Could it be possible that in every second we are in the right place at the right time? Is it possible? Is it crazy to think this?
I am starting to think not, which is vastly different from what I believed over 3 1/2 years ago listening to Kevin’s cancer diagnosis. Wrong place. Wrong time. Wrong everything.
Of course, typing this I am in a happy state of mind. Life is going smoothly, no big hiccups, and I’m not in the midst of tragedy or bad circumstances. I will admit that when I am, it’s hard to believe this. It is hard to accept that the bad times still mean that I am in the right place at the right time. Right and bad never go together in my mind.
I do have the benefit of reflection. I can see that what happened 3 1/2 years ago brought me to this place. To a new relationship. To a new home. To a new job. To a new faith. New doesn’t always feel good, you’re right. But new isn’t always bad. Sometimes it’s good and it just takes a while to see the good occur.

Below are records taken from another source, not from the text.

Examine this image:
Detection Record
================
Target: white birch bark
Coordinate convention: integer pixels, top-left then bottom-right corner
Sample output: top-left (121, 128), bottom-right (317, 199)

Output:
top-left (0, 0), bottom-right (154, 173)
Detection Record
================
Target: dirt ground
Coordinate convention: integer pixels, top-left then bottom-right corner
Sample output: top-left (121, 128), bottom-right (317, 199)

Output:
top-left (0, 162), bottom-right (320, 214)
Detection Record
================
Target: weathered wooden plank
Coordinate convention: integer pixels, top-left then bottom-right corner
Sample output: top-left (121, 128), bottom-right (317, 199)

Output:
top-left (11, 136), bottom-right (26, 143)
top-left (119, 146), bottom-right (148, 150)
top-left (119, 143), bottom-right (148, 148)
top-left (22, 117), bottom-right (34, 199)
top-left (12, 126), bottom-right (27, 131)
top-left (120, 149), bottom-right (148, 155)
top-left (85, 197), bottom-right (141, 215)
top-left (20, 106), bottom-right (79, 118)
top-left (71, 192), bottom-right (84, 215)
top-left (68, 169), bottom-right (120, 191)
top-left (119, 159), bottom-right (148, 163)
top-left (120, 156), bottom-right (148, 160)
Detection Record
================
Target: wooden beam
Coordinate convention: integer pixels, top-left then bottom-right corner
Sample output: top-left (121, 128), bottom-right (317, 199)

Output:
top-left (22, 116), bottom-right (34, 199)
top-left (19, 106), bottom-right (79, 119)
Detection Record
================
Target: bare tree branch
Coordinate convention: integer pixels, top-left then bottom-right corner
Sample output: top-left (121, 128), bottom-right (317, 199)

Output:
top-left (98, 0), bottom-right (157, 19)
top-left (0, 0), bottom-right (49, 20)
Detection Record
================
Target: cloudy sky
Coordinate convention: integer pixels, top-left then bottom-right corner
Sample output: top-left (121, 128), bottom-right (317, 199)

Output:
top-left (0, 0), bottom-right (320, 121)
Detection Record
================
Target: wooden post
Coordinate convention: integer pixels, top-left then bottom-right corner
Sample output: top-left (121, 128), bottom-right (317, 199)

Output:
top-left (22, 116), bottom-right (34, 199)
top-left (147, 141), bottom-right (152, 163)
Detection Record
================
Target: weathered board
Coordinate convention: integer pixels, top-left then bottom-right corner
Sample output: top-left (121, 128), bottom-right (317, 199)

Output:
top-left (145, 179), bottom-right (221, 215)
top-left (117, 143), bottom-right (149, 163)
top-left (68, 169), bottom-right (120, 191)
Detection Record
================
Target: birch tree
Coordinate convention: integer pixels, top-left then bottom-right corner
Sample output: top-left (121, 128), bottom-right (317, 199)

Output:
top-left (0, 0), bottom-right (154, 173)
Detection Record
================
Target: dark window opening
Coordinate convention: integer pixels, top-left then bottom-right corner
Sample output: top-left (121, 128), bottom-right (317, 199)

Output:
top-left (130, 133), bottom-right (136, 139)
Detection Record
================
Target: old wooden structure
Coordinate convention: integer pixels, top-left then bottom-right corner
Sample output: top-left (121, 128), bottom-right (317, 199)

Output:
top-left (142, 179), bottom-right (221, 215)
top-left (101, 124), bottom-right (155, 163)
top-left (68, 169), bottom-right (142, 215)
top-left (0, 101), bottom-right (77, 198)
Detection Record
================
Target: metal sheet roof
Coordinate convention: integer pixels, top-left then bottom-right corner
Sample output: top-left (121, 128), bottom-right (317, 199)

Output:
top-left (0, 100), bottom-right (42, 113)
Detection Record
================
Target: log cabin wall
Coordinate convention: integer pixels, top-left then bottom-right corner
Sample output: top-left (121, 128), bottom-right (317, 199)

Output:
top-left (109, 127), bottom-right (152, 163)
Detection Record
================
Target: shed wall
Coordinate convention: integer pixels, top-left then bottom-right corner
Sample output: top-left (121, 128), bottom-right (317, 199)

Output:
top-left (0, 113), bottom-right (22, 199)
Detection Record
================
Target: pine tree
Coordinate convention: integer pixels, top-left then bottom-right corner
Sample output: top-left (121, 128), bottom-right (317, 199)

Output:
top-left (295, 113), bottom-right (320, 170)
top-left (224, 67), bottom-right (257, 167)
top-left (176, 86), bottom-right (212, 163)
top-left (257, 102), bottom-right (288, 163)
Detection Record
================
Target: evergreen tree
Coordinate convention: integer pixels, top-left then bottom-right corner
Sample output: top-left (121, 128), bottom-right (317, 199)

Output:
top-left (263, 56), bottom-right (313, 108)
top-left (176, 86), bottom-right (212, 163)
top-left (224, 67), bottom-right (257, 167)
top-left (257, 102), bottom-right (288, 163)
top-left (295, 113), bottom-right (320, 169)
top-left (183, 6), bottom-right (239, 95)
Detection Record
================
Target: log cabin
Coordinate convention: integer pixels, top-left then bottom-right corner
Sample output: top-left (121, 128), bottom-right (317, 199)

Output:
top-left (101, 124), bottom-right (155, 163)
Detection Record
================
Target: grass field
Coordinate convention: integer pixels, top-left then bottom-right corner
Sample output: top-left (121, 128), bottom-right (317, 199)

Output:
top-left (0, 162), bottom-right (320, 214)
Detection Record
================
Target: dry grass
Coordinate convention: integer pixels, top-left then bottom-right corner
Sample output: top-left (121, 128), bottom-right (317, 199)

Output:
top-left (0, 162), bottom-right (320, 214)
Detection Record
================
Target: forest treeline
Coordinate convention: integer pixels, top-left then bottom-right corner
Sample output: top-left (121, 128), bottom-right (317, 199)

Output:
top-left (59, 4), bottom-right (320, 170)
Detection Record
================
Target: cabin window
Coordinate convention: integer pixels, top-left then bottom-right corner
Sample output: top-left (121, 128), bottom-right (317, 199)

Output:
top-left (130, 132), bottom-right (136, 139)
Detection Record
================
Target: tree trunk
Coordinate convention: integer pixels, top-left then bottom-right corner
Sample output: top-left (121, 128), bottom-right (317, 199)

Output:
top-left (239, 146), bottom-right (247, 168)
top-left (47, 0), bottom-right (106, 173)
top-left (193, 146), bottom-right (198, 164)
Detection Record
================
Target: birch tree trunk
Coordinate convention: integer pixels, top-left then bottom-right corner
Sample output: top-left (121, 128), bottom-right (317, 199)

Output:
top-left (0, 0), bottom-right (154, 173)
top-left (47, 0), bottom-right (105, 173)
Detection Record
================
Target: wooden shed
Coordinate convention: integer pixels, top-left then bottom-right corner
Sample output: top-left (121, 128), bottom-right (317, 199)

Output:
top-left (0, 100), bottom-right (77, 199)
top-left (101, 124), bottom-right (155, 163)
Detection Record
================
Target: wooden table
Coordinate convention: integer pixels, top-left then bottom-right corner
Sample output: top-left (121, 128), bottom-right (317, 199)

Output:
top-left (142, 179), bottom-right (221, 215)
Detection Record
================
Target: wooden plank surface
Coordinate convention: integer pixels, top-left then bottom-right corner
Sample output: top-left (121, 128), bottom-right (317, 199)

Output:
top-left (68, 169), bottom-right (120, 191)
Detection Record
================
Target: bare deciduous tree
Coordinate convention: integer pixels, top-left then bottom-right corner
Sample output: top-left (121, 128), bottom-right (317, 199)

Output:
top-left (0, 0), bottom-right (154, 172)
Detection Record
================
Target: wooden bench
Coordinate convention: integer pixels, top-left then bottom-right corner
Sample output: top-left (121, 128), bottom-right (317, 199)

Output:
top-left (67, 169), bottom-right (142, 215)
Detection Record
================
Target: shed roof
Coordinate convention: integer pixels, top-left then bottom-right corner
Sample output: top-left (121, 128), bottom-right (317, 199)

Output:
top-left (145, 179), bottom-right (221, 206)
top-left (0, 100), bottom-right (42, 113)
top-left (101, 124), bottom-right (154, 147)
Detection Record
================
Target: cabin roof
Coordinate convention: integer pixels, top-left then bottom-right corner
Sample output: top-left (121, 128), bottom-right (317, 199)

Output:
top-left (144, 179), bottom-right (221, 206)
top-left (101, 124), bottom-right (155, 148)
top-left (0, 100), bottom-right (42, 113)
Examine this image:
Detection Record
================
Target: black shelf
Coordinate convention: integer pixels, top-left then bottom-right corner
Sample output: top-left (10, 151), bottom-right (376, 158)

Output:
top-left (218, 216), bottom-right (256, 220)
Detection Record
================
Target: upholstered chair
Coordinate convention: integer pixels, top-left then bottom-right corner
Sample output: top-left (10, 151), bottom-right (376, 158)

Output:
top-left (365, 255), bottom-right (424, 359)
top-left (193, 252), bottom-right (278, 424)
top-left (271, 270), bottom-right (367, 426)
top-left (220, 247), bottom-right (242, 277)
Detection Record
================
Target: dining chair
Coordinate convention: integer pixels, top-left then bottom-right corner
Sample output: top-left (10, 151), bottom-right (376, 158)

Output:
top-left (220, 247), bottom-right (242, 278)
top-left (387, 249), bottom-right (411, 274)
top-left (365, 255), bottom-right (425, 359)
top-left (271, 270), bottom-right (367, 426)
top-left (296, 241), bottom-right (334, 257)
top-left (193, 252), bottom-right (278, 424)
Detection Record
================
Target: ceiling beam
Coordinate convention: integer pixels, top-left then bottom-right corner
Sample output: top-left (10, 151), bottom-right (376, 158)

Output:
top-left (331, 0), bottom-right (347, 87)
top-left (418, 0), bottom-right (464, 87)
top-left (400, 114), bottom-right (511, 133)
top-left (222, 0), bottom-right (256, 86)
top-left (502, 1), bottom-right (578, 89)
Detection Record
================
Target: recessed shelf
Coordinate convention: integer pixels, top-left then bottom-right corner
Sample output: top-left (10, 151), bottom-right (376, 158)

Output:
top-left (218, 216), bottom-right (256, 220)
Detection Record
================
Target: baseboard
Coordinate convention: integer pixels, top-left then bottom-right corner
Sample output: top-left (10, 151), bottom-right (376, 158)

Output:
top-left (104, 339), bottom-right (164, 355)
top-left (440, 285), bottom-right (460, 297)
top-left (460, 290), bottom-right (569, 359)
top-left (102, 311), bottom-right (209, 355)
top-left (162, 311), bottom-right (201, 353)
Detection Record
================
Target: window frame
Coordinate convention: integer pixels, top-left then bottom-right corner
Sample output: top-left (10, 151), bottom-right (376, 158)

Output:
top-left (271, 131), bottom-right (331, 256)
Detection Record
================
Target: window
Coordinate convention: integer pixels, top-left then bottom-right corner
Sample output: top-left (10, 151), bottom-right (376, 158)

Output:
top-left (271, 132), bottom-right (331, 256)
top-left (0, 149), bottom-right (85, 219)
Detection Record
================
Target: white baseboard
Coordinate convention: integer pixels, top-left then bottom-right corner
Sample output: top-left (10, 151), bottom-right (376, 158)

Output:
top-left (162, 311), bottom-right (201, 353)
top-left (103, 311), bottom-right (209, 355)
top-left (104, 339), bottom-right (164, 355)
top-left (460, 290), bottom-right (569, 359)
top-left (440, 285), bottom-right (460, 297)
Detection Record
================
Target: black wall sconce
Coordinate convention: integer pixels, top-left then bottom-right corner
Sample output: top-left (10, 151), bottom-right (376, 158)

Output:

Recently I have been listening to “Everyday a Friday” by Joel Osteen. Starting a new job means meeting many new people and learning more about their stories both past and present. I am learning, realizing and embracing that I am meant to be here, now, in this situation, circumstance and life for a purpose and a reason.
It doesn’t mean I like it. But fortunately today, I do.
It doesn’t mean it makes sense. Today it does.
It doesn’t mean it feels good. Some times it does.
Just being aware and seeing things present themselves in my daily life helps me to see the purpose that I bring to my life every second. Whether it is mundane or not doesn’t matter. I’m here for this. For them. For something greater than the issues I face. How are you embracing your present?